Avec un sens évident de l'écriture, de la réplique assassine qui fait mouche, Monia Chokri, qui ne joue pas dans son film, mène les choses d'un oeil très sûr.

«La productrice Nancy Grant, de Metafilms, m'a convaincue de réaliser ce film-là moi-même et je l'en remercie, confie l'actrice devenue réalisatrice. J'ai été très rigoureuse dans ma préparation parce que j'étais évidemment atteinte du syndrome de l'imposteur. C'est en faisant jouer huit actrices en même temps que je me suis rendue compte à quel point la réalisation, c'est du travail! J'y ai pris goût, cela dit. Être actrice n'est pas une finalité en soi pour moi.»

Un monteur prénommé Xavier

Soulignons qu'un dénommé Xavier Dolan signe le montage de Quelqu'un d'extraordinaire.

«J'ai hésité au début, révèle Monia Chokri. Comme Xavier m'a mise au monde en tant qu'actrice dans le milieu du cinéma, et aussi que nous sommes très liés, j'avais peut-être un désir de m'affranchir sur ce plan. J'ai toutefois dû me rendre à l'évidence. Xavier était celui qui convenait le mieux au projet. Il est extrêmement créatif. Et nous partageons le même sens de l'humour.»

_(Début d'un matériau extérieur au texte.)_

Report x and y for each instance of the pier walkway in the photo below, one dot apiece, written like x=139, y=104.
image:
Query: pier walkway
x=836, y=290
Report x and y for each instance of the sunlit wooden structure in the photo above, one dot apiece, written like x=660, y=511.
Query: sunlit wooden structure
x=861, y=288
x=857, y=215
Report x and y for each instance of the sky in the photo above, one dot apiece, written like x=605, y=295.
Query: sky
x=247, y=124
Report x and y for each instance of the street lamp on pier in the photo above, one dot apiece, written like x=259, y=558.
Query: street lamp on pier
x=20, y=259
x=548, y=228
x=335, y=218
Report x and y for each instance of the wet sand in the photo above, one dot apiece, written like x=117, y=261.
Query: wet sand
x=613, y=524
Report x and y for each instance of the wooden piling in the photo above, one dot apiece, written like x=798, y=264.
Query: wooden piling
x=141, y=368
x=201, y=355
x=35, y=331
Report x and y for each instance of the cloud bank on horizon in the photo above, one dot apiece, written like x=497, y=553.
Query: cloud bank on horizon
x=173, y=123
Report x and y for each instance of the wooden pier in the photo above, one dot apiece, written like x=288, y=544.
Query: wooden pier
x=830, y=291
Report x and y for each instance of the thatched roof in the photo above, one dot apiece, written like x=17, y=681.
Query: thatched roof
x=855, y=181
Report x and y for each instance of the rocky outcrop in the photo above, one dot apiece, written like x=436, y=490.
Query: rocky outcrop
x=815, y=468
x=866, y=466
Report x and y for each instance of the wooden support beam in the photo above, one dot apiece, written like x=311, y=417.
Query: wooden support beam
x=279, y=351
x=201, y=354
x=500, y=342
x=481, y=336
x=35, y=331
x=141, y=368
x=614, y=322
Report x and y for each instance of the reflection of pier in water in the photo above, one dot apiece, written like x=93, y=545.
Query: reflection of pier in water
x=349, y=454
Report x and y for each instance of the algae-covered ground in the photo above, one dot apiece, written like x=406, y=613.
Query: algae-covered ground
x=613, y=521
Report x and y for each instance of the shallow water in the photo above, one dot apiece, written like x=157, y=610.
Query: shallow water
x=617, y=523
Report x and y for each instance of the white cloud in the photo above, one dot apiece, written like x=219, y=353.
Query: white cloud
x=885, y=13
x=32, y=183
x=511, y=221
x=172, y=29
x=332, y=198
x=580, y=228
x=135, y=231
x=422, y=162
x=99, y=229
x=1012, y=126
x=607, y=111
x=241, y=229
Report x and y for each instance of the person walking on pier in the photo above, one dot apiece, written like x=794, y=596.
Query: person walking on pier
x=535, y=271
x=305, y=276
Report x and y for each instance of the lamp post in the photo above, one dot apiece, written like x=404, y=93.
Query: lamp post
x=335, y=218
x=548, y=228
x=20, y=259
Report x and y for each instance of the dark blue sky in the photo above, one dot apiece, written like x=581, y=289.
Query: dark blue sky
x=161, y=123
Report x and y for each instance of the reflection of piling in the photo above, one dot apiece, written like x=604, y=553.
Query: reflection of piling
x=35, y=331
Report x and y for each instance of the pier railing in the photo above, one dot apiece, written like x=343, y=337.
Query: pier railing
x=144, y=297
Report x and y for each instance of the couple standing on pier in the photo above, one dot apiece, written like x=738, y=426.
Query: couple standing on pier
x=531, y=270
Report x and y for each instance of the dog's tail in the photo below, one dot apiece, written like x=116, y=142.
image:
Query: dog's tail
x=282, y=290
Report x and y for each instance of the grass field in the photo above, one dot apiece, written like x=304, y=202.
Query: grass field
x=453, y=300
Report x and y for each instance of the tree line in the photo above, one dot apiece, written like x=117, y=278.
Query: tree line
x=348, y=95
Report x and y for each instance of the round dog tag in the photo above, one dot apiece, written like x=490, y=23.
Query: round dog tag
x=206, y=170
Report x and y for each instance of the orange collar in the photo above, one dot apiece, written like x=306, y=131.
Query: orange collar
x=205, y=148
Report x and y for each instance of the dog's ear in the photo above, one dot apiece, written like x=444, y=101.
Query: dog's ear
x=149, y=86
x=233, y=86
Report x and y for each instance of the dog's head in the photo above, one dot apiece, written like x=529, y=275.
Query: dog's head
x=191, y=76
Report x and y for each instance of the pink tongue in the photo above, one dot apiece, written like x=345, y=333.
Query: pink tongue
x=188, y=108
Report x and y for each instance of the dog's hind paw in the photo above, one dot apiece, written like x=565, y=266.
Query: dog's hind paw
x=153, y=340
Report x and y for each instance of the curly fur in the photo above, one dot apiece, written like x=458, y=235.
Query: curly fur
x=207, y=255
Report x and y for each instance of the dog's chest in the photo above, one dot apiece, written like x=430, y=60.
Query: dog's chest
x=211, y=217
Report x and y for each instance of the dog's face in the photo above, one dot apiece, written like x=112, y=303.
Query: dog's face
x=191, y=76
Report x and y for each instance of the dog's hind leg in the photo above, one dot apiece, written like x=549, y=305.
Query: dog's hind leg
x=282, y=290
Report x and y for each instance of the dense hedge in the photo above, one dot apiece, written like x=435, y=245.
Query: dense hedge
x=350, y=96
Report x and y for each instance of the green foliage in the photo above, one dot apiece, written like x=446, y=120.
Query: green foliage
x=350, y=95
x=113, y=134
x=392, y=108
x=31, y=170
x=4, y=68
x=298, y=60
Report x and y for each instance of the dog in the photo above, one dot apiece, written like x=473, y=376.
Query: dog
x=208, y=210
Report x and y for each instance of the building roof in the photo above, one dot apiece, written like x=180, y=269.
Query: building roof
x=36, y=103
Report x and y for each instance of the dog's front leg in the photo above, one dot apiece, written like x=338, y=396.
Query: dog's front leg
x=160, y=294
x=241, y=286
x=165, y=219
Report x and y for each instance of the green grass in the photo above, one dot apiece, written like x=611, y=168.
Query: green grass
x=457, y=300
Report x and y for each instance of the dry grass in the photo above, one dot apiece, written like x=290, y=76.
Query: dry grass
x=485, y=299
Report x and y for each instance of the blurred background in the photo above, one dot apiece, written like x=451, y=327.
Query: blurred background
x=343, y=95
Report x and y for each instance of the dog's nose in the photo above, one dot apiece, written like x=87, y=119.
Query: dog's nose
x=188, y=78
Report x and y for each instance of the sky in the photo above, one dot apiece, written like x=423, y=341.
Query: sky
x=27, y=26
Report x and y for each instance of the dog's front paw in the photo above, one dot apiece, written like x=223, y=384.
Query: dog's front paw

La direction photo est par ailleurs signée Josée Deshaies, l'une des pointures de la profession. C'est dire que pour son tout premier court métrage, l'auteure cinéaste a reçu des appuis créatifs de taille.

«J'ai été extrêmement choyée, fait-elle remarquer. Quelqu'un d'extraordinaire poursuit sa tournée dans différents festivals, mais j'ose espérer que les gens pourront le voir chez nous. Il est encore très difficile de trouver une diffusion pour le court métrage.»